A Birmingham, in giugno, batte per la prima volta una top 15 (la numero 14 Petkovic), e approda ai quarti di finale del torneo. In luglio raggiunge il best ranking (numero 65), e si appresta ad affrontare la stagione sul cemento americano. Ma nel torneo immediatamente precedente, a Bad Gastein, si infortuna alla caviglia.
Deve fermarsi fino agli US Open, dove decide di rientrare, forse affrettatamente. Perde al primo turno contro Radwanska e si accorge di avere probabilmente sottovalutato la gravità della lesione subita. Non riesce più a recuperare la forma per l’ultima parte della stagione WTA e dunque non è nemmeno in grado di difendere i tanti punti del torneo Premier di Mosca dell’anno precedente.

Sono le difficoltà che prima o poi capitano a tutte le giocatrici: la luna di miele con la professione è finita, non è sempre possibile continuare a progredire, e gli infortuni diventano un problema con il quale si deve imparare a convivere. La classifica peggiora (fuori dalle prime cento), e torna lo spettro delle qualificazioni per i tornei più importanti.

Nel 2016 le occorrono alcuni mesi per recuperare la forma e la convinzione dei momenti migliori. Torna anche a disputare qualche ITF, che erano stati la sua forza nel 2013, quando aveva scalato 800 posizioni in una sola stagione.
La svolta arriva in maggio: vince l’ITF di Trnava battendo tre top 100 e poi supera le qualificazioni del Roland Garros.
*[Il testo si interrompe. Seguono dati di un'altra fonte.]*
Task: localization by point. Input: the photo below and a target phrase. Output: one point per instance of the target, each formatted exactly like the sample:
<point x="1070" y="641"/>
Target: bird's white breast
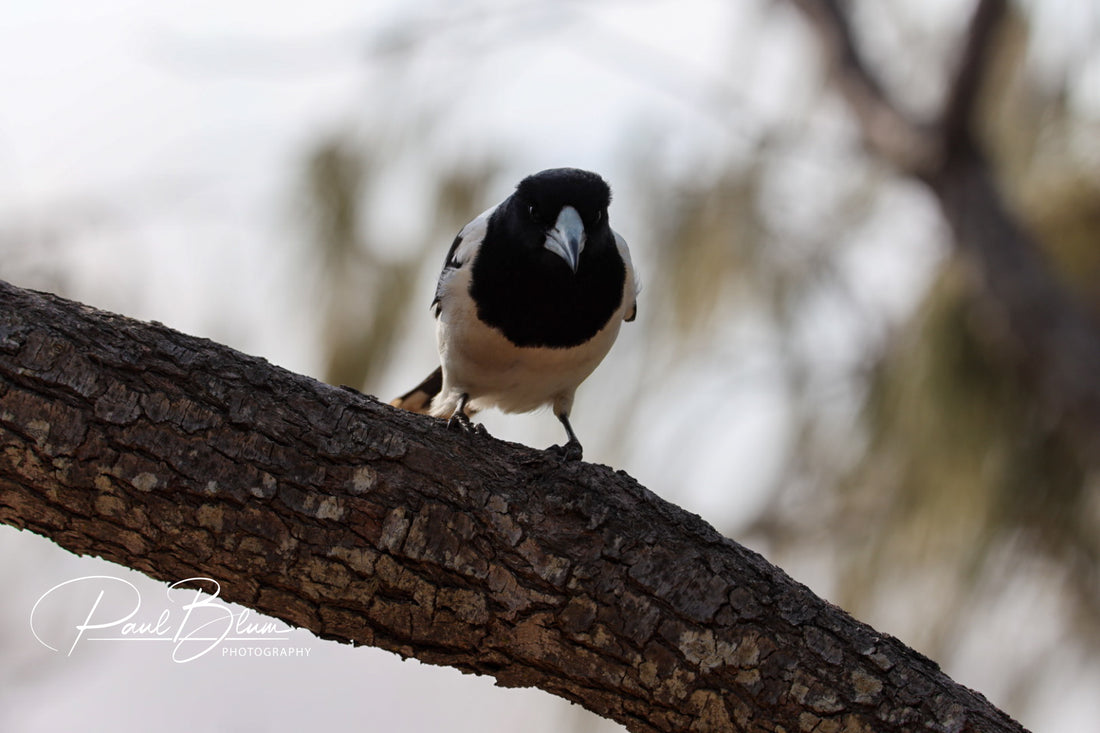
<point x="480" y="361"/>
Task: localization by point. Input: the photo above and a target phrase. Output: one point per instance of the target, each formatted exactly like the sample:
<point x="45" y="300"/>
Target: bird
<point x="529" y="302"/>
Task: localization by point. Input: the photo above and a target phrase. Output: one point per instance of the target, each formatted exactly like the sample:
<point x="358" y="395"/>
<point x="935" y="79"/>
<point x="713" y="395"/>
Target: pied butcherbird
<point x="529" y="302"/>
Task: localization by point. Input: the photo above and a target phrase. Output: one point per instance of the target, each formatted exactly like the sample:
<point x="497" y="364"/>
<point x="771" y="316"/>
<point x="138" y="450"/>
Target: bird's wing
<point x="462" y="252"/>
<point x="631" y="286"/>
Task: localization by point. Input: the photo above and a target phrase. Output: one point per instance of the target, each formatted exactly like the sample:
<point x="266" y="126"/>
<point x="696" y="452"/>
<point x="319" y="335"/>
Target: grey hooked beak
<point x="567" y="238"/>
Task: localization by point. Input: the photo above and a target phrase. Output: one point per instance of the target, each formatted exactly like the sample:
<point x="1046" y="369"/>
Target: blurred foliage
<point x="943" y="468"/>
<point x="961" y="459"/>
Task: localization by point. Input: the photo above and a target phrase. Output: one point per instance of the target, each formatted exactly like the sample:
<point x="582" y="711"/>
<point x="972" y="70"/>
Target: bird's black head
<point x="548" y="272"/>
<point x="562" y="210"/>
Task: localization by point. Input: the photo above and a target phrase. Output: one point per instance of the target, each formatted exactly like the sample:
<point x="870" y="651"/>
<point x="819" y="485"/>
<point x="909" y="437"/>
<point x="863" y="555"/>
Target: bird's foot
<point x="462" y="423"/>
<point x="571" y="451"/>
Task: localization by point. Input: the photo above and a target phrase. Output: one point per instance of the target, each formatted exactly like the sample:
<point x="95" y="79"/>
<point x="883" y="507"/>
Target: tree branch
<point x="179" y="457"/>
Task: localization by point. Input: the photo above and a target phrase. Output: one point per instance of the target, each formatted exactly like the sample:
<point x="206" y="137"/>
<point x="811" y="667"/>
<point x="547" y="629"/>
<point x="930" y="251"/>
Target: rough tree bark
<point x="320" y="506"/>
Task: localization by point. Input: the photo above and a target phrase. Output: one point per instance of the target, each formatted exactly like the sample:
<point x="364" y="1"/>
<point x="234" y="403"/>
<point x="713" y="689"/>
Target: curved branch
<point x="179" y="457"/>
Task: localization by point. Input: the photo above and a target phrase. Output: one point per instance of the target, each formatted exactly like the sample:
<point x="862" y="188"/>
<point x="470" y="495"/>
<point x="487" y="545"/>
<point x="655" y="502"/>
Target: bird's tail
<point x="418" y="400"/>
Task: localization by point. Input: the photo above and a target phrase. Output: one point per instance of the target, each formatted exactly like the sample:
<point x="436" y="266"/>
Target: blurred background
<point x="809" y="370"/>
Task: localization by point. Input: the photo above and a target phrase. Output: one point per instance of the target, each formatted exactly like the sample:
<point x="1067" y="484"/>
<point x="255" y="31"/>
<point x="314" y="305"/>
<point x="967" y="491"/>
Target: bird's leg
<point x="460" y="420"/>
<point x="572" y="450"/>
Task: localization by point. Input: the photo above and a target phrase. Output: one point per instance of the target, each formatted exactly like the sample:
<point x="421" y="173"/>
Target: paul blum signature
<point x="193" y="620"/>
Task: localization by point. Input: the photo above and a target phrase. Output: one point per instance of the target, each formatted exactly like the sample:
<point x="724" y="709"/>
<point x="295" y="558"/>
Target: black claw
<point x="571" y="451"/>
<point x="460" y="422"/>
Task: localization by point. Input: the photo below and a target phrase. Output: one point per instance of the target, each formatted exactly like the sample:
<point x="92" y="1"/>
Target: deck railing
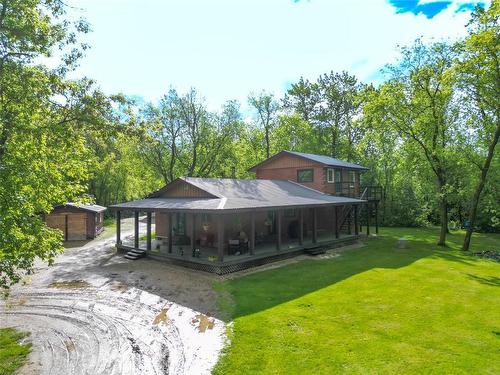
<point x="353" y="190"/>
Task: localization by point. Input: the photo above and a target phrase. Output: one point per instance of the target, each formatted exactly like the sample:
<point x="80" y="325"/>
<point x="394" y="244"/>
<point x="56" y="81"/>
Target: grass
<point x="12" y="354"/>
<point x="376" y="309"/>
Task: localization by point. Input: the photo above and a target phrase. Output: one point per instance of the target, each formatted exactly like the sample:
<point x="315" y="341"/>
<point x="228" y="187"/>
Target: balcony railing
<point x="353" y="190"/>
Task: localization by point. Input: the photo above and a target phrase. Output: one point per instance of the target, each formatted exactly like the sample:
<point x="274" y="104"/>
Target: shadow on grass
<point x="492" y="280"/>
<point x="270" y="288"/>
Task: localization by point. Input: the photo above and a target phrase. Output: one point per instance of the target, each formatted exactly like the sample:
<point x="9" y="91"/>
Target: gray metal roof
<point x="327" y="160"/>
<point x="233" y="194"/>
<point x="321" y="159"/>
<point x="85" y="206"/>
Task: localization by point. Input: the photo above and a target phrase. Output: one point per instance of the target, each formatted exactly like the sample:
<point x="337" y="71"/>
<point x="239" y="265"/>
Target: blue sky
<point x="228" y="48"/>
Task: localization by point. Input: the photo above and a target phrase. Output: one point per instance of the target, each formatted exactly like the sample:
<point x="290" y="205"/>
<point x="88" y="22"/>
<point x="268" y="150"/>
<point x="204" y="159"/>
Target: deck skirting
<point x="234" y="265"/>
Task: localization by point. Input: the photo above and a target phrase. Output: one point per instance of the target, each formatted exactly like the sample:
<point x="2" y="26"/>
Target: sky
<point x="228" y="49"/>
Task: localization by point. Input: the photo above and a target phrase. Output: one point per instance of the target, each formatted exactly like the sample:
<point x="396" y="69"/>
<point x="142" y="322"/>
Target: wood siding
<point x="286" y="167"/>
<point x="75" y="224"/>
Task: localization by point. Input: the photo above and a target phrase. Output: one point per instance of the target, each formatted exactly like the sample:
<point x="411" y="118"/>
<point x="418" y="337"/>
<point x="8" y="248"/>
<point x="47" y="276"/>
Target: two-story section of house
<point x="319" y="172"/>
Nel tabellone principale ha la sfortuna di incontrare subito Carla Suarez Navarro (che la batte in tre set), ma la condizione sta tornando. Rientra per un soffio nell’entry list di Wimbledon e sfrutta l’occasione al meglio raggiungendo il terzo turno; dopo aver battuto Parmentier e Garcia si ferma contro Radwanska.

Come sempre dopo che una giovanissima emerge in un torneo come è accaduto a Båstad, ci si interroga sulle possibilità future. Per parte sua, sin da ragazzina, come risposta a quale fosse il proprio desiderio di tennista, Katerina ha sempre detto “il numero uno del mondo”. Mi pare un obiettivo molto lontano da raggiungere, tenendo conto delle caratteristiche fisico-tecniche di cui dispone, e di come funziona il tennis contemporaneo.
Visto che non può pensare di spazzare via le rivali basandosi sulla potenza, penso che i suoi eventuali progressi debbano passare attraverso due strade: da una parte un ulteriore aumento della creatività e della varietà di gioco, per tenere sufficientemente alto il numero dei vincenti; dall’altra una maggiore stabilità tecnica che le consenta di regalare il meno possibile all’avversaria, riducendo al minimo il numero degli errori gratuiti.
Se così fosse, ci troveremmo con una giocatrice più divertente della media, e fuori dai canoni dominanti del gioco attuale. Una ragione in più per sperare nel suo progresso, visto che, per quanto mi riguarda, seguo sempre con favore le giocatrici non banali.